Pasca kewafatan Kiai Nashir kurang lebih setahun lalu, semua orang yang pernah berdekatan dengan beliau memberikan bermacam-macam kesaksiannya mengenai kebaikan beliau, baik melalui ceramah maupun tulisan, penulis sendiri saat itu menulis tujuh seri beruntun dengan judul Al-Mahaasin. Penulis meyakini semua orang melakukannya adalah karena mereka mengalami pengalaman interaksi yang berkesan dengan beliau semasa hidupnya kemudian sebagian dari mereka terpikirkan untuk mengaplikasikan hadits Nabi Saw. ‘Udzkuruu mahaasina mautaakum’
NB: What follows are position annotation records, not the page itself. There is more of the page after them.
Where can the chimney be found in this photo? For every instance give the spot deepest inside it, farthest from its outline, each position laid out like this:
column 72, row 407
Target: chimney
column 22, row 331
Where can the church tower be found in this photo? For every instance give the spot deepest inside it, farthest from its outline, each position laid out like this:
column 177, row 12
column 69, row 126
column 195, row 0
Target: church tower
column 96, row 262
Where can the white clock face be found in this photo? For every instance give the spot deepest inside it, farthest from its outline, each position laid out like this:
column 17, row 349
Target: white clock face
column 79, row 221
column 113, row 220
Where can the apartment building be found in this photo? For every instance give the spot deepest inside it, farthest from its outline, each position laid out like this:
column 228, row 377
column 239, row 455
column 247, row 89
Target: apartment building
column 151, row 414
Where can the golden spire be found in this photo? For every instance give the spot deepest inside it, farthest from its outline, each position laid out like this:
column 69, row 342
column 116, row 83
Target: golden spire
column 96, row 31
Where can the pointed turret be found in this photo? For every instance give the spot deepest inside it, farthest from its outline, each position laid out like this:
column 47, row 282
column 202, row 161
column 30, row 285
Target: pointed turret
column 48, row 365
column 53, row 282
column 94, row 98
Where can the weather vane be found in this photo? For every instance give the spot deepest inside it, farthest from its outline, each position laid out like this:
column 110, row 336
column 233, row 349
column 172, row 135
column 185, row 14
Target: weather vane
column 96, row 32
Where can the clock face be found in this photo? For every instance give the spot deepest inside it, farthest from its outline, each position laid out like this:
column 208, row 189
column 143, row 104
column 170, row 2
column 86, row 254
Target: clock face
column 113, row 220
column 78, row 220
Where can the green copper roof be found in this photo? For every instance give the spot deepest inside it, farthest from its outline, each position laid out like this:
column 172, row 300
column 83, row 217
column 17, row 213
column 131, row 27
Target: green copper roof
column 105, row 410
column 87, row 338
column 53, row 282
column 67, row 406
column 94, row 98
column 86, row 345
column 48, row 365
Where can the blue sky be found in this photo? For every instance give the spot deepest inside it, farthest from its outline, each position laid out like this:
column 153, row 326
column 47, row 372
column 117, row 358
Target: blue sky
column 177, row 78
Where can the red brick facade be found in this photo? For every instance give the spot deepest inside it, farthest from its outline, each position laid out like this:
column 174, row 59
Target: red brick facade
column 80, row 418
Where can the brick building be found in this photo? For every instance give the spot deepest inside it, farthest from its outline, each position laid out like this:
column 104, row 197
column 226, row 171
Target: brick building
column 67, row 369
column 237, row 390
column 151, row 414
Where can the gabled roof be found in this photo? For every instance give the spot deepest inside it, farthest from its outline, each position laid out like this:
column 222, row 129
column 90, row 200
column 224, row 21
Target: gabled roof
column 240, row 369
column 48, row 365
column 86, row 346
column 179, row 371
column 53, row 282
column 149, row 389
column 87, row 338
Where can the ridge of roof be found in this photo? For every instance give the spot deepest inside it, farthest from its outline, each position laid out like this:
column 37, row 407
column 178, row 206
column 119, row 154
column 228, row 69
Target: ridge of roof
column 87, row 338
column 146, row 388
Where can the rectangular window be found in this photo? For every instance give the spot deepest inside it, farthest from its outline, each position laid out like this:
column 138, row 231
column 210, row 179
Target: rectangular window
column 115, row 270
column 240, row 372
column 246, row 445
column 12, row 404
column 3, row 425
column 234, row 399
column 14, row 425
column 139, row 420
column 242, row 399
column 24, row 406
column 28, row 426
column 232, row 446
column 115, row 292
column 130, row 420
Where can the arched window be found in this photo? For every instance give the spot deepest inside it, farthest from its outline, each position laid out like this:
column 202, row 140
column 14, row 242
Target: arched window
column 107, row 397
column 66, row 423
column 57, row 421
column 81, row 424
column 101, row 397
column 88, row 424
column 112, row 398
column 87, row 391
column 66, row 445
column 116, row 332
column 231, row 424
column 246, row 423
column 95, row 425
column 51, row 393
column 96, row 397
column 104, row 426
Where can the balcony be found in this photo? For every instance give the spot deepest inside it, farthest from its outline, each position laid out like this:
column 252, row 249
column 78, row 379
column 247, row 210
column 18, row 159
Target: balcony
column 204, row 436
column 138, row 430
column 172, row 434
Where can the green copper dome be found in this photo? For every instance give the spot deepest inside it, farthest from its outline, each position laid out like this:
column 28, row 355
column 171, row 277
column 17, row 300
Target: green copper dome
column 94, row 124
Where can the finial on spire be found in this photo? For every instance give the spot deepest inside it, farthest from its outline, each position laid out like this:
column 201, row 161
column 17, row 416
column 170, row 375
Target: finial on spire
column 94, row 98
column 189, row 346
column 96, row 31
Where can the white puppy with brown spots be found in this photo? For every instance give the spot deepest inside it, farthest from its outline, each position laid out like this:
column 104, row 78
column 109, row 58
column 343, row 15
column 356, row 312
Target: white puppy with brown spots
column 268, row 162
Dengan hadits yang sama, kali ini penulis ingin memberikan perhatian khusus pada kata ‘udzkuruu’. Kata dzikr pada mulanya berarti mengucapkan sesuatu dengan lisan, kemudian maknanya berkembang menjadi mengingat karena umumnya kalau kita mengingat sesuatu, sedikit atau banyak akan terucap keluar dari lisan dan begitu juga sebaliknya, semakin kita sering menyebut sesuatu maka akan semakin banyak pula kita mengingatnya. Kata dzikr juga memiliki makna memelihara, karena apabila kita mengingat dan tidak melupakan sesuatu maka berarti kita memeliharanya dalam hati atau pikiran.
Cara mengenai berdzikir ini sangat banyak sekali, bisa dilakukan dengan cara sederhana melalui lisan seperti bacaan tasbih, tahmid, takbir, tahlil dan sebagainya. Ataupun menghadirkan ketenangan kondisi jiwa dengan merenungkan objek-objek perisitiwa yang memiliki keterkaitan dengan Alloh Swt., bahkan yang berada di luar kontrol kita.
Fadzkurulloha dzikron katsiron, berdzikir itu memang diharapkan dengan banyaknya jumlah karena sebanyak itu pula objek yang bisa dijadikan sarana berdzikir. Dalam hadits qudsi dikatakan oleh Alloh Swt. bahwa: ‘Siapa yang disibukkan oleh mengingat Aku, sehingga dia tidak sempat berdoa, maka akan Aku anugerahkan kepadanya lebih baik dari apa yang Aku anugerahkan kepada orang yang berdoa’.
Tujuan berdzikir yang paling sering dikutip adalah ketenangan jiwa, alaa bi dzikrillahi tathmainnu al-quluuba. Tujuan lainnya adalah mendapatkan rahmat dan ampunan Alloh Swt. Imam Bukhori pernah menceritakan bahwa setiap majelis dzikir pasti dihadiri pula oleh banyak malaikat Alloh Swt., setelah majelis selesai kemudian malaikat tersebut menghadap kepada Alloh Swt. dan menerima perintah dari Alloh Swt. untuk melimpahkan rahmat kepada seluruh yang hadir dan mengampuni dosa-dosanya. Malaikat bertanya: ‘Apa juga termasuk orang-orang yang sekedar hadir tanpa mengingat-Mu, ya Alloh Swt.?’. Alloh Swt. menjawab: ‘Ya, karena siapapun yang mendekat kepada orang yang berdzikir kepada-Ku itu tidak akan merugi.’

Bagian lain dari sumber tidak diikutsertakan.